In Zukunft könnte die neue elektronische Gesundheitskarte auch Angaben über Krankheiten enthalten. Kann man in Zeiten von NSA, gehackter Handys und IT-Angriffen auf Großkonzerne vollkommene Sicherheit dieser Daten garantieren?

Von Guido Bohsem

Sie ist eine der Spukgestalten des Gesundheitssystems. Die elektronische Gesundheitskarte beunruhigt viele Menschen, doch bei Licht betrachtet scheinen die meisten Ängste übertrieben, wenn nicht gar unnötig zu sein. Derzeit jedenfalls. Seit Jahresbeginn gilt die Karte verpflichtend. Das heißt, will ein Kassenpatient im Zweifel nicht selbst für seine Behandlung zahlen, muss er den Plastikausweis beim Arzt vorlegen.
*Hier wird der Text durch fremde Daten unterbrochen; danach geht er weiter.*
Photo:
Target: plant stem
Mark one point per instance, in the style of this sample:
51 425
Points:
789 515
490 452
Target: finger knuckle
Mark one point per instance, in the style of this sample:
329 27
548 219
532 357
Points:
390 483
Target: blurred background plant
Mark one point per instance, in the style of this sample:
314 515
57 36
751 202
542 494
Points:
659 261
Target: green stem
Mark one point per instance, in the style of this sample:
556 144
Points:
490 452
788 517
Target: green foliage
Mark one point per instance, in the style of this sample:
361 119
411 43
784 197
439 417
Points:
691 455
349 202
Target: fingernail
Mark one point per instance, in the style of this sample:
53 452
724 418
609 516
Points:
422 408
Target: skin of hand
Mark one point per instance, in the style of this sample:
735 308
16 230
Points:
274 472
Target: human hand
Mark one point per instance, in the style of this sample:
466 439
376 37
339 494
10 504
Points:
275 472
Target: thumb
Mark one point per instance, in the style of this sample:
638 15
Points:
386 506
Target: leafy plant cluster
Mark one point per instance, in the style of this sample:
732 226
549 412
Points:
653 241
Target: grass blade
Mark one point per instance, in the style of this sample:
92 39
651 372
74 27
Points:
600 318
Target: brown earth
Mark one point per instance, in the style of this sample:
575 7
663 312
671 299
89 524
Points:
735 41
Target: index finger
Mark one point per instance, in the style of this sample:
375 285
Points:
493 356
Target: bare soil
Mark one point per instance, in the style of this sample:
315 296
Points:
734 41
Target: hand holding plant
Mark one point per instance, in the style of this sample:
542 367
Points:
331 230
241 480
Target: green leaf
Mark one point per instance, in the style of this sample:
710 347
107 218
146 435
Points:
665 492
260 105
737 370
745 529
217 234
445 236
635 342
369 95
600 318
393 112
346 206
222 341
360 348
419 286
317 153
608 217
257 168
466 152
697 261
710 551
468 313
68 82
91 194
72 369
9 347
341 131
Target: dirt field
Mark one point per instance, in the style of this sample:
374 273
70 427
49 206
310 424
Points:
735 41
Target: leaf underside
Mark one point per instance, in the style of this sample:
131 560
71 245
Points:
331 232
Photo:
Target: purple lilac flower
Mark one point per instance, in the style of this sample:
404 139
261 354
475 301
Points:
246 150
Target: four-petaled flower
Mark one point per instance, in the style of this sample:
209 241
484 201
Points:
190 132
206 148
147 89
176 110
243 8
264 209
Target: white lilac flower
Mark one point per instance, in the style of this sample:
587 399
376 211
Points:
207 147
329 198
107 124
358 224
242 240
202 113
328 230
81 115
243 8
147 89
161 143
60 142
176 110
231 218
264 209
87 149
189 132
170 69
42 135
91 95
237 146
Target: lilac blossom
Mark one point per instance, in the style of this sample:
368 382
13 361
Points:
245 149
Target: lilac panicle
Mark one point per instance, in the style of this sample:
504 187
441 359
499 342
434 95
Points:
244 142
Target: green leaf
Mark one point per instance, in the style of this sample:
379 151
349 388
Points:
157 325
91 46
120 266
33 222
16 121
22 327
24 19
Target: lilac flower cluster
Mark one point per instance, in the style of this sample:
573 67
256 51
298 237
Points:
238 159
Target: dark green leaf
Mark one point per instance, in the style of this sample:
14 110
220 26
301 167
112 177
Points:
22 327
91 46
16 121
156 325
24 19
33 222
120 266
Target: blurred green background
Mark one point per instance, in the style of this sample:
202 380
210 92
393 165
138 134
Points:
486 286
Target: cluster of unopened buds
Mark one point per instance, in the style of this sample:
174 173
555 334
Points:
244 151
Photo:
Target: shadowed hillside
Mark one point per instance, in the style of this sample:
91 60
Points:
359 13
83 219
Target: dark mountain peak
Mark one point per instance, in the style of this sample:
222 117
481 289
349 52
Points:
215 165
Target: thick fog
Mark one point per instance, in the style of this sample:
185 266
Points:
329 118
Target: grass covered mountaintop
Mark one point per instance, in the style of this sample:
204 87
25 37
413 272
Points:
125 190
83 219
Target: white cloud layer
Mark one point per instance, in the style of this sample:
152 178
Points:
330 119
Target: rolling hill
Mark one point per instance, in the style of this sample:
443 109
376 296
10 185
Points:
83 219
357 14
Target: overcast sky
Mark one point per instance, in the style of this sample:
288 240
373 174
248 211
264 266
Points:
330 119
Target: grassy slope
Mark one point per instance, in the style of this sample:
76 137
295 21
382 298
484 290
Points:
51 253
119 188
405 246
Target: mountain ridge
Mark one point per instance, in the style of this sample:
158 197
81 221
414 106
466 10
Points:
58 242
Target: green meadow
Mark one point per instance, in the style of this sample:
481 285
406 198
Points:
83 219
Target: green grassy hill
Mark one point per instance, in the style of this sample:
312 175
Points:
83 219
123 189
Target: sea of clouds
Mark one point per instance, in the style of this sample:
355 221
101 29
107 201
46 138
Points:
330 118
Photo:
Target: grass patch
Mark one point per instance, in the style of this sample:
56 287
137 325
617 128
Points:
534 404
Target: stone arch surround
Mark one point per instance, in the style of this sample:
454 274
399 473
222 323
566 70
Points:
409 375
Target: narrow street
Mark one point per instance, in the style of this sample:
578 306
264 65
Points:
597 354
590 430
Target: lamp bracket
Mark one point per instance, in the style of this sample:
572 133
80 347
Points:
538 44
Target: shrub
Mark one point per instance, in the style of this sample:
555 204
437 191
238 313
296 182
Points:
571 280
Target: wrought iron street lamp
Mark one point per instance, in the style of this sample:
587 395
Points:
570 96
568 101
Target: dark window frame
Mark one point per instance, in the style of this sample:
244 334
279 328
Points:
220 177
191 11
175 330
Wirklich neu ist nur das Foto. An die persönlichen Daten des Versicherten kann über die neue Karte weiterhin niemand ran. Sorgen rufen also vor allem die Möglichkeiten hervor, die in der Karte schlummern. Kann man in Zeiten von NSA, gehackter Handys und IT-Angriffen auf Großkonzerne wirklich vollkommene Sicherheit der Gesundheitsdaten garantieren, wenn diese erst einmal über die Karte ausgelesen werden können?

Nein, das kann man nicht. Hundertprozentige Sicherheit von Daten gibt es nirgendwo. Sollte man deshalb die Chancen ungenutzt lassen, die in der Gesundheitskarte stecken? Nein, auch das nicht. Dazu ist der mögliche Nutzen der Karte zu groß. Die Gesellschaft lernt gerade erst, mit einem neuen Daten-Sicherheitsbegriff umzugehen. Da fällt ein nüchternes Abwägen zwischen Gefahren und Möglichkeiten noch schwer. Richtig und so sicher wie möglich gemacht, könnte die elektronische Gesundheitskarte helfen, einiges von den Ängsten zu nehmen.